Все начальные классы уже были по домам, либо на дополнительных бесплатных секциях. Утренний ветер на улице уже стих, уступая место полуденному майскому зною.
Настасья поднималась по лестнице на последние уроки. Часы в школьном коридоре все еще показывали полдень, хотя наручные часы Настасьи показывали двенадцать десять дня. Все-таки хронографические приборы в этой школе не предмет первой необходимости, а роскошь, которая – хвала Генконструктору! – позволяется.
Глава вторая
Погрязшему в долгах даруй прощенье,
Погибшему в грехах пошли спасенье.
(из Книги скорбных песнопений, гл. 2, ч. 2)
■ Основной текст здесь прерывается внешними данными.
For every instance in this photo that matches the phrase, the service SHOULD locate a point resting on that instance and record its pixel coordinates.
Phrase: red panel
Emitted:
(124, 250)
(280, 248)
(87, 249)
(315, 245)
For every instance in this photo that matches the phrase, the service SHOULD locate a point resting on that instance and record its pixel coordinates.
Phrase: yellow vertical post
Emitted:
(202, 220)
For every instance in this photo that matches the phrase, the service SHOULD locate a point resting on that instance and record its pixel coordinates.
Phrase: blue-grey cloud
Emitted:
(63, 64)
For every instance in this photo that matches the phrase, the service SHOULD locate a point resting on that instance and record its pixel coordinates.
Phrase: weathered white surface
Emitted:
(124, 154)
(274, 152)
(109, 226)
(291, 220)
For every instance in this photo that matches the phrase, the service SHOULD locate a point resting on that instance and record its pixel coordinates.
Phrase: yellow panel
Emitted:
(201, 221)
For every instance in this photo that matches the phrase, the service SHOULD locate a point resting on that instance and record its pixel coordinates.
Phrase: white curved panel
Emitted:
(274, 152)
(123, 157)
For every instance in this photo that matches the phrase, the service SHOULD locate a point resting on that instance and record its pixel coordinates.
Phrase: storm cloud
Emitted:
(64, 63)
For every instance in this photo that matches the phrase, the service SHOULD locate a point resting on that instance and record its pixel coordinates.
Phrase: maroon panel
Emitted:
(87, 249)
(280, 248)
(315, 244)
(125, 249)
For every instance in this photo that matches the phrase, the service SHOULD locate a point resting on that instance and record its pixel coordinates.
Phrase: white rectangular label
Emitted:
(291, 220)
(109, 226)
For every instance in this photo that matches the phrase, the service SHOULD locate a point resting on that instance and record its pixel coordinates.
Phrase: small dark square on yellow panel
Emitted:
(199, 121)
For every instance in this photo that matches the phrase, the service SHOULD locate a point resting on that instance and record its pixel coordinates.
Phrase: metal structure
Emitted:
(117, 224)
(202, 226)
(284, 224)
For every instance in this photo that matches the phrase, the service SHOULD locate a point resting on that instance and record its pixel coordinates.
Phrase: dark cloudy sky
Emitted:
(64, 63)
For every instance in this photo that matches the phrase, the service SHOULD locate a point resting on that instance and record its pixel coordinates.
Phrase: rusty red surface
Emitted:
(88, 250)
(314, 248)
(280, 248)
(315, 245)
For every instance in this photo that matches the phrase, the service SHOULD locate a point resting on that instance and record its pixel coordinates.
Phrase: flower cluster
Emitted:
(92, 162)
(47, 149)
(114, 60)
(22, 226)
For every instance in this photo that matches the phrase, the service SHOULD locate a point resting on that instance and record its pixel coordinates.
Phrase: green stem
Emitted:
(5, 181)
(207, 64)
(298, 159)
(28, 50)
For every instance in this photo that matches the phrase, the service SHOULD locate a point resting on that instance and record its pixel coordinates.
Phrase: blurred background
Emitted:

Последним уроком у Настасьи и Майи был иностранный язык. Данная дисциплина предусматривала изучение языков на выбор самого ученика. В городе за ведущими средними школами распределение языков было следующим: помимо обязательного к изучению английского языка (городское руководство утопически лелеяло о полном переходе на билингвистическое школьное обучение) в Первой классической гимназии ученики могут изучать французский, немецкий и арабский языки, Третья средняя школа, выпускником которой был покойный Павел Ромашков, – немецкий, японский, арабский и персидский, Девятая средняя – испанский и итальянский, Двенадцатая средняя – китайский, турецкий и японский, Шестнадцатая средняя – финский, шведский и португальский. Четвёртая же школа предлагает детям в основном немецкий язык. Много специалистов по германской истории и германской культуре выпустилось в своё время из легендарной “четверки”. Также в меньшей степени школьной программой предлагались японский и корейский языки. Майя учит корейский, Настасья – японский. Особенно нравится ей читать японскую литературу в подлиннике. Не только всемирно известные хайку Басё, но и прозу ХХ века.